Solar panels are installed on the roof of a home...

Solar panels are installed on the roof of a home in Nassau County in 2017. Credit: Chris Ware

Local lawmakers and solar companies are turning up the heat on LIPA and the state to reject or at least delay a monthly charge to be levied on homeowners who install rooftop solar systems after Jan. 1.

LIPA has signaled its intent to adopt its own version of the state policy approved this summer that institutes a "customer benefit contribution" for new solar customers aimed at getting them to pay for a menu of utility programs they otherwise might avoid because solar can eliminate most or all of their electric bills.

The new charge would add from $5 to $10 or more a month for average residential solar customers’ bills.

LIPA is not required to adopt the charge, but is holding public hearings starting this month as its board prepares to adopt the charge in December.

LIPA says the amount is small, and argues it’s needed to help fund programs for low-income customers and green-energy technologies such as heat pumps.

The charge also would apply to other forms of home energy alternatives, such as small wind turbines and fuel cells.

Solar companies on Long Island and across the state have blasted the charge as an unnecessary "solar tax" that will produce relatively little new revenue but hurt solar sales just as the state is adopting aggressive new green-energy goals.

At a briefing Wednesday, three state senators said they’d introduce legislation to halt the new charge.

A solar industry association also said it had filed a petition with the state Public Service Commission seeking a delay in rollout of the charge and reconsideration of the charge itself.

Earlier this week, state Sen. Steve Englebright (D-Setauket) sent a letter to LIPA trustees urging them to withdraw LIPA’s proposed version of the tax, which he criticized as "myopic."

Englebright noted that LIPA isn't subject to the state order to adopt the charge.

He also said LIPA’s proposal did not appear to have checks in place for the fund that develops from charge revenues, to ensure it "doesn’t become an unlimited slush fund," subject to unlimited increases over time.

On Wednesday, state senators Jim Gaughran (D-Northport), John Brooks (D-Seaford) and Kevin Thomas (D-Levittown), said they’d draft legislation to overturn the statewide rule.

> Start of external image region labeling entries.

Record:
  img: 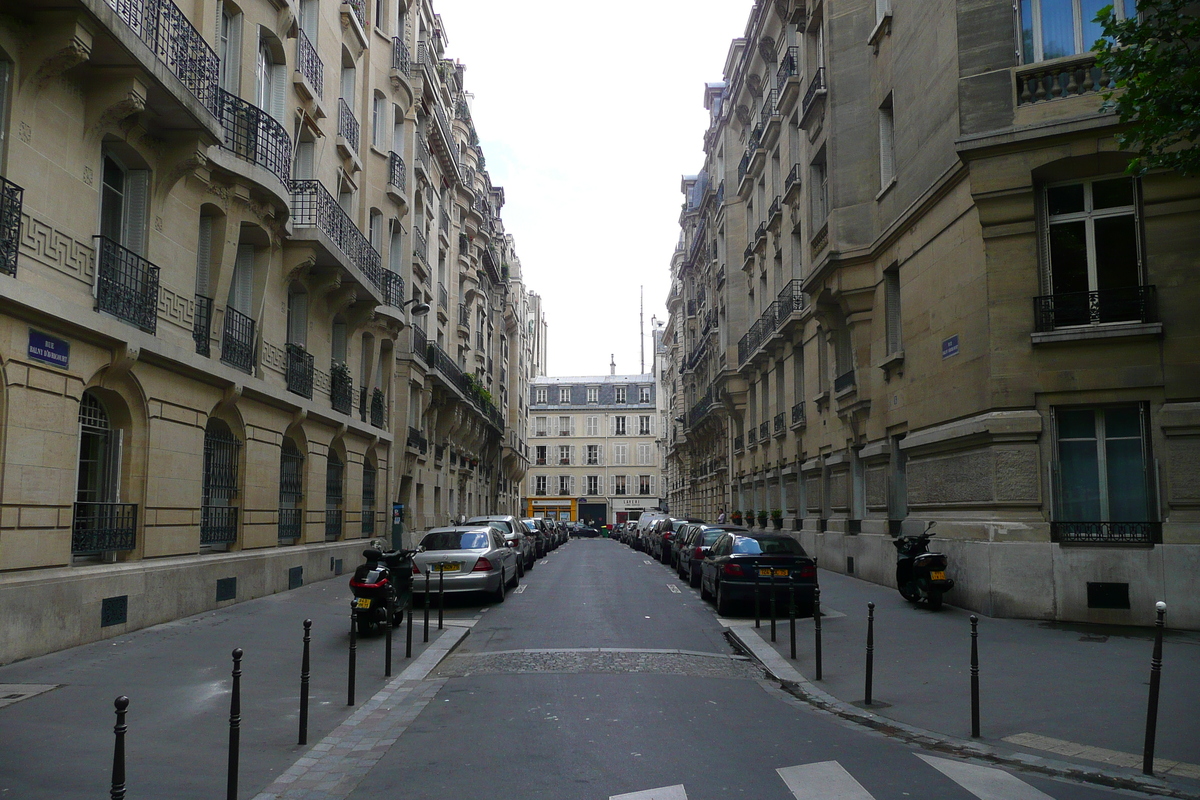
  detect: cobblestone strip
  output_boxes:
[254,676,446,800]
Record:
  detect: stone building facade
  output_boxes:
[0,0,533,662]
[526,374,661,524]
[667,0,1200,628]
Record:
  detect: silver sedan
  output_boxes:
[413,524,521,602]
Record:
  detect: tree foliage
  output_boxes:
[1096,0,1200,175]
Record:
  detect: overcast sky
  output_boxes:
[433,0,754,375]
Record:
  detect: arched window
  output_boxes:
[200,419,241,549]
[278,438,304,543]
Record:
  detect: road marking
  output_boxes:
[608,783,688,800]
[913,753,1054,800]
[775,762,874,800]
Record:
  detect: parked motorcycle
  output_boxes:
[350,542,416,636]
[892,522,954,609]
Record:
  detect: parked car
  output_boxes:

"Now more than ever, we should be encouraging homeowners to adopt sustainable energy solutions like solar, not penalizing them with an additional monthly charge." Thomas said.

He urged LIPA to reconsider the proposal, "especially as our community recovers from the harsh economic impacts of the COVID-19 pandemic."

David Schieren, President of the New York State Solar Energy Industries Assoc., an industry group, said the group planned to file a legal petition with the PSC seeking delay of the Jan. 1 start of the new charge while the association asks the PSC to reconsider the statewide policy.

Schieren, chief executive of Island-Park based installer EmPower Solar, said the number of people employed in the solar industry across the state — currently more than 10,000 — "would plummet if homeowners are financially penalized by their electric utility simply for making the switch to solar."

Solar customers pay tens of thousands of dollars for their systems, which the group said provide numerous benefits to the local grid, including reduced demand during peak summer seasons.

Solar backers also said adoption of the charge just as solar equipment prices are spiking and federal tax credits are declining, could hurt the state’s goals for green-energy adoption.

"It would appear counterintuitive for regulatory authorities to implement policies that discourage residential solar installation rather than encourage it," said Kyle Strober, executive director of the Association for a Better Long Island, a developer’s group.